Em casos mais graves, quando os pais mostram comportamentos autodestrutivos, os filhos são confrontados com uma realidade muito difícil de aceitar. O medo de abandono, de rejeição e de perda dos pais leva as crianças a questionar se são uma prioridade, criando inseguranças que transportam consigo para o resto da vida. Miguel Ricou salienta, porém, que nestes casos os pais não são capazes de perceber que estão a falhar. “É esse o problema da doença mental. Quanto mais as pessoas sofrem, mais se focam no seu sofrimento.”
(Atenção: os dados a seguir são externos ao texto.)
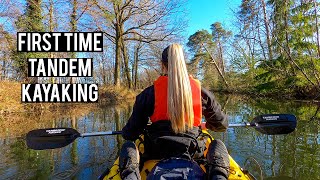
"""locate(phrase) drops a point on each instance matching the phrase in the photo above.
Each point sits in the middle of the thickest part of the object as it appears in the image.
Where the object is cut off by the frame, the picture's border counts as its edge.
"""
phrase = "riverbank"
(314, 97)
(10, 100)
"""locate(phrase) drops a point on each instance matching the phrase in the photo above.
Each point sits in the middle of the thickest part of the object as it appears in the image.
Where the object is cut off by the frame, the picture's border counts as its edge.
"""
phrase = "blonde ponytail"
(180, 106)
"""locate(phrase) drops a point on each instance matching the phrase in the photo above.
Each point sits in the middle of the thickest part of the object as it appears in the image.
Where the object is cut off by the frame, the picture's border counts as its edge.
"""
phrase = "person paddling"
(175, 105)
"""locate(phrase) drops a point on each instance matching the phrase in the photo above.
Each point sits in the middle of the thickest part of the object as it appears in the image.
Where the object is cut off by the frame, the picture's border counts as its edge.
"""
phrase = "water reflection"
(296, 155)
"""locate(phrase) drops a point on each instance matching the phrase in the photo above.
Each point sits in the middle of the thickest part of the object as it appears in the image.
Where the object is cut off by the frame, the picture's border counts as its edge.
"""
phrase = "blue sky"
(203, 13)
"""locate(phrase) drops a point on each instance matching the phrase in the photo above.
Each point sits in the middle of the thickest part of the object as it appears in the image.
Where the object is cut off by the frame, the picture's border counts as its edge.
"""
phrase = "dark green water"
(295, 156)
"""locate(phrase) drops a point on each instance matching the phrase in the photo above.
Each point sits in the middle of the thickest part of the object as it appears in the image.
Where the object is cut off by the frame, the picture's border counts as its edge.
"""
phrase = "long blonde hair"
(180, 106)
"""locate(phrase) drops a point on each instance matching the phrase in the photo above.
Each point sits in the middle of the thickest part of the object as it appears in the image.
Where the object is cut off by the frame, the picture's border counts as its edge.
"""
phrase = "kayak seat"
(176, 168)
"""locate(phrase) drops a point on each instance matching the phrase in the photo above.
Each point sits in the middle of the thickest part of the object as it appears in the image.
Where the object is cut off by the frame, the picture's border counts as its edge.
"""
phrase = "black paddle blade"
(275, 123)
(51, 138)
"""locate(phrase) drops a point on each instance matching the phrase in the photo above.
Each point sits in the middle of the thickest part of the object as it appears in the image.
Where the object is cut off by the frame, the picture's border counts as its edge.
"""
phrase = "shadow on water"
(292, 156)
Apesar de depender dos casos e da sintomatologia do doente, Filipa Costa Macedo acredita que a terapia familiar pode ter um papel central. Com acompanhamento especializado, é possível ajudar os doentes a compreender, assimilar e reconhecer as repercussões que a doença cria na vida de pais e filhos. “Há uma mais-valia muito grande em intervir com a família. Embora muitas vezes isto possa ser feito em paralelo com outros acompanhamentos individuais”, avalia.
Contudo, muitas vezes o processo não começa pela pessoa doente. O foco é passado para aqueles que a rodeiam, principalmente para as crianças que, além de serem fortemente afectadas, também podem não compreender o que está a acontecer. Com intervenções familiares, além de se trabalharem as relações, cria-se um espaço neutro e controlado para conversar, diz Filipa Costa Macedo. “As pessoas por quem sentimos emoções fáceis ou difíceis estão ali para nos ouvir. E temos outras pessoas [os terapeutas] que nos ajudam a ir decifrando o que sentimos e a passar isso de uma forma mais saudável do ponto de vista da comunicação”, completa.
Já Miguel Ricou acredita que a solução pode estar nas intervenções preventivas. Para o especialista, a chave para lidar com este tipo de casos é “normalizar” o acompanhamento “no sítio onde estão as pessoas”, ou seja, desde as escolas até aos ambientes profissionais. “Aí, podemos fazer uma educação psicológica deliberada. A ideia é ensinar as pessoas, neste caso as crianças, e fazer actividades que de alguma forma lhes tragam mais ferramentas e capacidades para gerir essas dificuldades”, remata.